2. Since 2004, the government has increased the national debt from $3.2 trillion to over $12 trillion and, when added to the overspending in the trillions that began with the TARP in 2008 and the stimulus and bailouts in 2009 and 2010 could bring the national debt to $20 trillion in 2019. In addition, the government has $100 trillion in unfunded liabilities for our Social Security pensions and Medicare. It does not appear that government will ever reign in the spending when they can simply debase the currency and call it growth, or raise taxes and kill off any recovery.

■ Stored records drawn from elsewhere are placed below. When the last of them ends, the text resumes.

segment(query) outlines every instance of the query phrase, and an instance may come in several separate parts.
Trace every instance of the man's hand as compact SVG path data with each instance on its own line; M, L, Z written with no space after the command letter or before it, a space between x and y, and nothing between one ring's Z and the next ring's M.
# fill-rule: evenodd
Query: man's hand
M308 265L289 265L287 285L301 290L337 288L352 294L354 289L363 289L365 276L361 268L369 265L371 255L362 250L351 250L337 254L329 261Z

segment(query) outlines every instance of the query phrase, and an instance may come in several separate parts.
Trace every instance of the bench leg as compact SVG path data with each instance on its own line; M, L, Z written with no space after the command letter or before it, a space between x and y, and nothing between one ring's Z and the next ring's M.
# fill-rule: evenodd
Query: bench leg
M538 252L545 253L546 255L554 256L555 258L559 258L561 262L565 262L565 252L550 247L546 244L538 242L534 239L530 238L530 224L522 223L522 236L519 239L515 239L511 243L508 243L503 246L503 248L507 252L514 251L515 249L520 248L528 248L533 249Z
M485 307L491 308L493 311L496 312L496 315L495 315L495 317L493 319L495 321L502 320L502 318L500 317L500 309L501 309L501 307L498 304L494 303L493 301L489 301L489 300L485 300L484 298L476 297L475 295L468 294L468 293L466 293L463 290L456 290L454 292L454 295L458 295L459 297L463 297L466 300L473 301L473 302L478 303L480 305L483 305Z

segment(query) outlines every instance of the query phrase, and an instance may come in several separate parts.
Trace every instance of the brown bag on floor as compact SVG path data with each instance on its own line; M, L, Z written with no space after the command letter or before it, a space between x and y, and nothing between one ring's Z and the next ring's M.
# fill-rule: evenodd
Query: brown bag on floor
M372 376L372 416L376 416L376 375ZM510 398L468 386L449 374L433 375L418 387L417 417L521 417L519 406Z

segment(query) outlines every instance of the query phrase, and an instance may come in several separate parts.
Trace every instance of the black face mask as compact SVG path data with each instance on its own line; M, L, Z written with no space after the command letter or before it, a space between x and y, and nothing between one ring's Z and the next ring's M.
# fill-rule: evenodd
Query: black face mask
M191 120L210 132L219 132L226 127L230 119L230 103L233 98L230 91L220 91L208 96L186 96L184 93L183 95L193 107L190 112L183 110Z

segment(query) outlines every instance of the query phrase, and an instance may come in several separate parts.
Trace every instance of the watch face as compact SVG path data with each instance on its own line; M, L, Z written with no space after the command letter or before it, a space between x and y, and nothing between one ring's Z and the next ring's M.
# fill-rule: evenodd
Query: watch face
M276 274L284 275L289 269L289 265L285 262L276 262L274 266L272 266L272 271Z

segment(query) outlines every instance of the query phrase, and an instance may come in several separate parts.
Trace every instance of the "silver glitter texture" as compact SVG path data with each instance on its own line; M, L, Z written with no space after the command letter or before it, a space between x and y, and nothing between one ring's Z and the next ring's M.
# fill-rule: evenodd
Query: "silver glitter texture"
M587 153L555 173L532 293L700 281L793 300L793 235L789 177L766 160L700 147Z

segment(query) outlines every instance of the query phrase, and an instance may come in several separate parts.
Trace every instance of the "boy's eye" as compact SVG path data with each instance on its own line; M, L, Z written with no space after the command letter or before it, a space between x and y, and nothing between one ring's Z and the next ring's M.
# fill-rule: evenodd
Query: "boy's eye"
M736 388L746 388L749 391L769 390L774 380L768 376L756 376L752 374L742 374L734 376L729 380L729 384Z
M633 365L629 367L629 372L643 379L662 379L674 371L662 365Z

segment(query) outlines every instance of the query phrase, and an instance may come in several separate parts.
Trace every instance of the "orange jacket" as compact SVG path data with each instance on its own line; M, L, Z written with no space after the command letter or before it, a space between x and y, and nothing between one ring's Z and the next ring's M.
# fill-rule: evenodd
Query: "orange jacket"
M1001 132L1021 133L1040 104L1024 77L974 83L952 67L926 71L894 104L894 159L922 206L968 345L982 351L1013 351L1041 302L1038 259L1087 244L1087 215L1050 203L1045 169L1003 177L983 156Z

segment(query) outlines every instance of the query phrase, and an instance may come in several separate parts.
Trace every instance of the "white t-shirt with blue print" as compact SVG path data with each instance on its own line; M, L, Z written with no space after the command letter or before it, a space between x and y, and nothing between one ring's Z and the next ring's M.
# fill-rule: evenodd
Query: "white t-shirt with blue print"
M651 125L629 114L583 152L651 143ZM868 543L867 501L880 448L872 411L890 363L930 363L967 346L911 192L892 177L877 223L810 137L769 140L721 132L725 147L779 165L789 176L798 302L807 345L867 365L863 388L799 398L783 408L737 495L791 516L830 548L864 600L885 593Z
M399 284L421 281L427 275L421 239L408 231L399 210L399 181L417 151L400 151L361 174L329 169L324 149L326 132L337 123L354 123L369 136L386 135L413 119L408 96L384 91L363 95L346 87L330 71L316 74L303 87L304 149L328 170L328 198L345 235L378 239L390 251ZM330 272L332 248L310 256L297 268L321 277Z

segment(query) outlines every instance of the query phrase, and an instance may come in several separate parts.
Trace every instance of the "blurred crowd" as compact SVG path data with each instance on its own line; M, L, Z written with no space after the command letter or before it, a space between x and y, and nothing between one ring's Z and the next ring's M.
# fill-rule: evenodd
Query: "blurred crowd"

We believe government should follow the same rules we follow: 1) Pay Principle and Interest when you pay off your debt. 2) Don’t let your debt exceed 2.5 times your annual income. 3) Don’t let your P&I payments exceed 28% of your annual income. Our federal debt is $12 Trillion. Our GDP for 2009 was $14 trillion. Our Federal Tax Revenue in 2009 was $2.4 trillion. Our Federal budget for 2010 is $3.9 trillion, with trillion dollar deficits planned to 2019. Our Interest is $480 billion at about 4% of the national debt, but interest payments will rise to $1 trillion by 2019. Our real total debt is well over $100 trillion and the total value of all property held in the U.S. is only $50 trillion. We need to reduce our government debt to $6 trillion or 3 times our annual revenue. We expect GDP to remain flat or even decline. Do the math.